Непродуманные рассказы. Владимир Тоцкий
Февраль 21st 2010 -
Владимир Тоцкий живёт в Москве. Ему 49 лет. По образованию — экономист. Работает в одном из столичных издательств. Пишет давно: и стихи, и прозу. Публиковался в разных журналах. Вот уже десять лет он прихожанин одного из московских храмов.
У церковных ворот
Раннее утро. В храме только что началась служба. У церковных ворот лежит лохматый пес. Рядом на стоянке — несколько машин. Три иномарки стоят обособленно. Их водители, очевидно, в ожидании хозяев сгужевались в просторном джипе. Распахнув двери, они курят, грызут семечки, посмеиваются.

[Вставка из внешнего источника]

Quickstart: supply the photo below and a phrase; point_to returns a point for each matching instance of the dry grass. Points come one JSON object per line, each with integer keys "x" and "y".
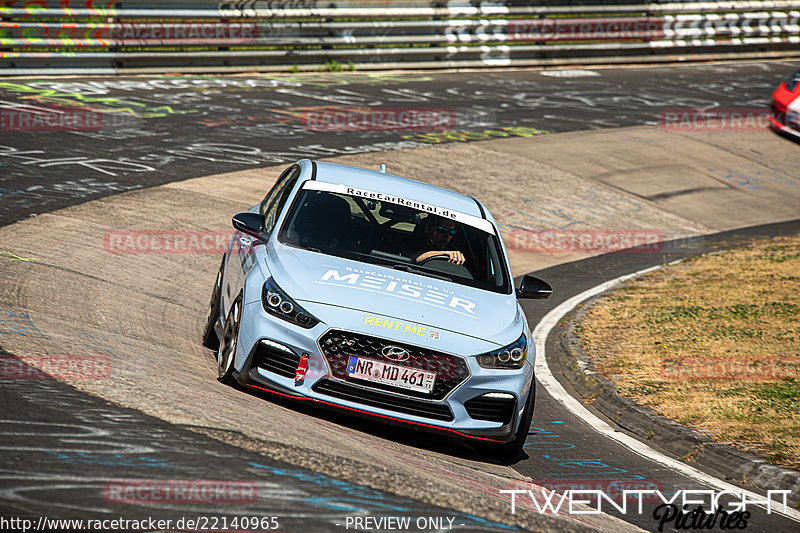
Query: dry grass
{"x": 713, "y": 343}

— А мой-то, знаешь, теперь моду взял еще по монастырям ездить. Что он там делает столько времени, ума не приложу! Двух стаканов семечек не хватает, пока жду.
— Мой, видать, тоже зачудил. Как выходные, так погнали. В субботу — на всенощную, в воскресенье — на литургию. А ты жалуешься... Раньше я при бухгалтерии работал. Съездишь в банк, и сидишь весь день, куришь.
— А у моего дочь недавно умерла... Эх!
Помолчали.
— Ты глянь, а вон пес лежит. Я его давно приметил. Как служба, он всегда здесь — хозяина ждет.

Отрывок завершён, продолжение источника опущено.